I’ve been snacking on these chocolate barks from a company I love called Prana but I do find them a bit sweet. So I thought I could give it a go and tailor them to my tastes.
Why don’t we all make our own chocolate barks?? It’s soooo easy. It takes 15 minutes, start to finish. The result is a lower sugar treat, packed with your favourite ingredients, that you can enjoy without the sugar rush. If you use raw cacao, you are also getting a decent dose of anti-inflammatory phytochemicals too!
Feel free to experiment with your favourite fruit and nut combinations…you could try pistachio, ginger and rose petals or golden berries, dried bananas and walnuts!
If you make this, be sure to tag me in your experiments on Instagram!
Tart Cherry, Hemp and Cashew Bark
Ingredients
- 3/4 cup coconut oil , (virgin or naturally refined)
- 1/2 cup cocoa powder or raw cacao powder
- 1/4 cup raw cashews
- 1/4 cup dried tart cherries
- 1/4 cup raw pumpkin seeds
- 1/4 cup hemp hearts, (learn about the benefits of hemp hearts!)
- 3 tablespoons pure maple syrup
- 2 tablespoons minced, uncrystallized dried ginger, (Ginger People and Buderims are great!)
- 1 teaspoon pure vanilla extract
- tiny pinch of salt
Instructions
- Line a rimmed cookie sheet with parchment paper. Gather and measure all of your ingredients before starting the recipe as it comes together quickly!

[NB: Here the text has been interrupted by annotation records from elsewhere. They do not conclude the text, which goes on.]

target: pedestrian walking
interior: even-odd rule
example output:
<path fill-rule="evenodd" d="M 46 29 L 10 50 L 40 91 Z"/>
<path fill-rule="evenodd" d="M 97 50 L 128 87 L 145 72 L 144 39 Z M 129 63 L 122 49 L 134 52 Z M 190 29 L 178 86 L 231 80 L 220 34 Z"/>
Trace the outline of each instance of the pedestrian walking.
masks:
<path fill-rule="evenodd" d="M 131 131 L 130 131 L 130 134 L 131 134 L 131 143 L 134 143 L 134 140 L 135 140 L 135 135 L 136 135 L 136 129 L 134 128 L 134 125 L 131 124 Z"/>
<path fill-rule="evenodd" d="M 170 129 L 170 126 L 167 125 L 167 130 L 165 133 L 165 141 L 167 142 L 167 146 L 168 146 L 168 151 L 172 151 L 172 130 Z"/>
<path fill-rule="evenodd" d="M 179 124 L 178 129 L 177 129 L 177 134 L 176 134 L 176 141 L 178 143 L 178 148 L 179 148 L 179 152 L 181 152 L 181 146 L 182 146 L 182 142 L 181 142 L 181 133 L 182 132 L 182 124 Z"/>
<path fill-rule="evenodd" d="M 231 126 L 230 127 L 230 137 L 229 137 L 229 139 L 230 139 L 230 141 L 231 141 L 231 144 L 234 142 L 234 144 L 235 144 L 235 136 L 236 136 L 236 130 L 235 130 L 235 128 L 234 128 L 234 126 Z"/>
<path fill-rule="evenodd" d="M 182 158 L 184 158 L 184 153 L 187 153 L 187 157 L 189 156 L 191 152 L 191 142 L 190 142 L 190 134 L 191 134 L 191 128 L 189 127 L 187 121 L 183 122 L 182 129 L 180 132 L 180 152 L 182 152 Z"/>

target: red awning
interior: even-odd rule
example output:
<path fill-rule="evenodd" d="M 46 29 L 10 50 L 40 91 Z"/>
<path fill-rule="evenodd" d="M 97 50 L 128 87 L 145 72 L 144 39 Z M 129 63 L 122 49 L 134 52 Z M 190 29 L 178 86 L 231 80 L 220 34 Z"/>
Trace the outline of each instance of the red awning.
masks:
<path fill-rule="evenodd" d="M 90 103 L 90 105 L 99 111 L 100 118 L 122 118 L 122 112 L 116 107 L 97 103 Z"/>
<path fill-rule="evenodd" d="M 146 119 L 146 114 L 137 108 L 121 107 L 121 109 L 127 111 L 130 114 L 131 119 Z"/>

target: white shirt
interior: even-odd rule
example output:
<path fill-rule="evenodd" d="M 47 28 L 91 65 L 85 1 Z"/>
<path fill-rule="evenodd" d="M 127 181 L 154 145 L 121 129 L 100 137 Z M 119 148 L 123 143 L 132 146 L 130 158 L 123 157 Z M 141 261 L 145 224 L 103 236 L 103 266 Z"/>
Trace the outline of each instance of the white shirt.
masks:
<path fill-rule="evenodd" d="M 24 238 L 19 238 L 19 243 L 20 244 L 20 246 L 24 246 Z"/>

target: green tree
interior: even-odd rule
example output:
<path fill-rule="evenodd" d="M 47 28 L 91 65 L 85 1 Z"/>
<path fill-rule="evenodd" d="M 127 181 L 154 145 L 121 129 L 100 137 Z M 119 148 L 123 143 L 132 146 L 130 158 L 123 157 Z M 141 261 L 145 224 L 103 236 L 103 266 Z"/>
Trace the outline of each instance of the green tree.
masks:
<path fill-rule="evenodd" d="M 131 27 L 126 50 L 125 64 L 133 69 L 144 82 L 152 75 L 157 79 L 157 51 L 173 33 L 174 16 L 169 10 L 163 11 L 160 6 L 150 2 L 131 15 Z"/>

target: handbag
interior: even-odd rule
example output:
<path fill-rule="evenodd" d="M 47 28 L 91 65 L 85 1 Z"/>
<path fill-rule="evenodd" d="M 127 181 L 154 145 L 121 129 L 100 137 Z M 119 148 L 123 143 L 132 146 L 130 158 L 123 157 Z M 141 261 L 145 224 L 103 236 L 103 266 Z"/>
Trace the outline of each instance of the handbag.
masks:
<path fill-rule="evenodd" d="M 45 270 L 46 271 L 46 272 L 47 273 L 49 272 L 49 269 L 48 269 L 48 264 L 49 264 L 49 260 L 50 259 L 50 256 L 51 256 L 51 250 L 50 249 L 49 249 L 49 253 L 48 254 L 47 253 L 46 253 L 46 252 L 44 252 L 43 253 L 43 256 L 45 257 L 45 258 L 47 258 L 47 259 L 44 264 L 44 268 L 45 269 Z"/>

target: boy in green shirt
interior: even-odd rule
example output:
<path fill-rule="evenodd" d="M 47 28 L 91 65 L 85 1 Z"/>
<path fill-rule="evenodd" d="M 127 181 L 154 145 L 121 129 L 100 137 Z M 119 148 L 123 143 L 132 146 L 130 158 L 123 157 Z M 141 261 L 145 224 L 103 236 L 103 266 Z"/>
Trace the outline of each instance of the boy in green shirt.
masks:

- In a double boiler, or a small heavy bottomed pot over the lowest heat setting you have (I have a melt setting on my stove so that is what I used), melt coconut oil until liquid.
- Whisk in cocoa, maple syrup, vanilla, hemp and salt until smooth
- Add half of the cashews, cherries and seeds and stir in. Pour onto cookie sheet and top with remaining cashews, cherries and seeds.
- Toss the cookie sheet into the freezer for ten minutes and then break into pieces. Store bark in a container in the fridge or freezer.